Situazione tesa in casa Fiorentina dopo l'intervista di Stevan Jovetic alla Gazzetta dello Sport, nella quale ha dichiarato il proprio interesse a trasferirsi a Torino per giocare con la maglia bianconera, non reputando una sua cessione un tradimento, così come viene definito dai tifosi e della società toscana.
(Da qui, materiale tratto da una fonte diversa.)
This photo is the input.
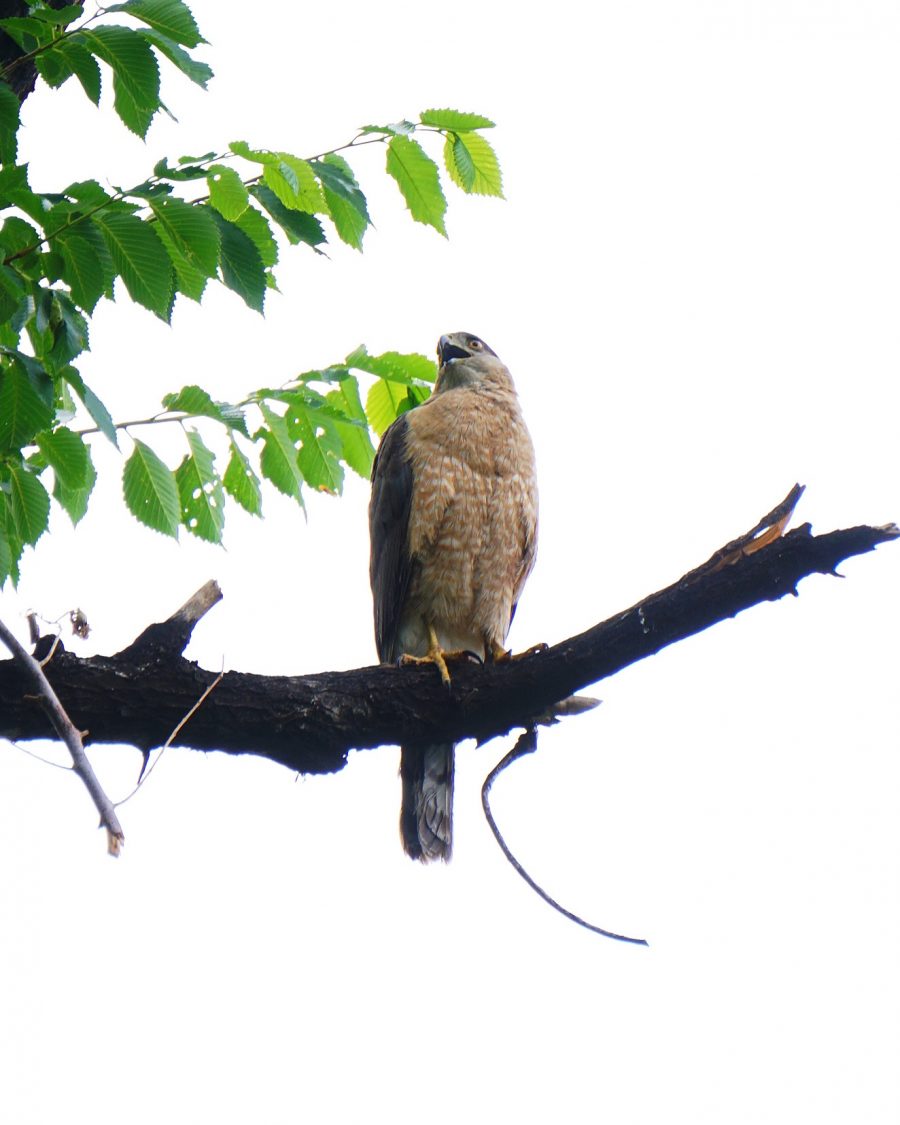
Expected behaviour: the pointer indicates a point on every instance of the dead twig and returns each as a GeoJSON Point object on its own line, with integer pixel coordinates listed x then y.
{"type": "Point", "coordinates": [70, 735]}
{"type": "Point", "coordinates": [527, 744]}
Della Valle, patron della Fiorentina, non ha preso bene questa presa di posizione, concordata con il procuratore e con la Juventus e ha deciso di multare il montenegrino per aver rilasciato l'intervista senza autorizzazione.
Il presidente viola ha anche annunciato che la cessione di Jovetic potrà avvenire entro e non oltre il 30 luglio.
Se quel giorno, il montenegrino si troverà ancora a Firenze, farà parte ufficialmente della rosa 2013-2014 della Fiorentina, vista la presenza di un contratto fino a giugno 2016. Inoltre, l'accordo privato tra il procuratore del giocatore e la società viola, circa la "clausola" da 30 milioni di euro, scadrà proprio a fine luglio, dopo di che, anche davanti ad un'offerta di quella cifra, la Fiorentina non avrà nessun obbligo morale di accettarla.
Questo mette fretta alla Juventus, che avrà un mese e mezzo di tempo per racimolare il tesoretto necessario per presentare i 30 milioni di euro cash alla Fiorentina per ottenere il cartellino di Stevan Jovetic. Questa situazione rischia però di rovinare definitivamente i rapporti con il procuratore del montenegrino, che è lo stesso che assiste Adem Ljajic, altro gioiello dei viola, ma in scadenza a giugno 2014 e quindi a rischio cessione, onde evitare di perderlo a costo zero fra un anno.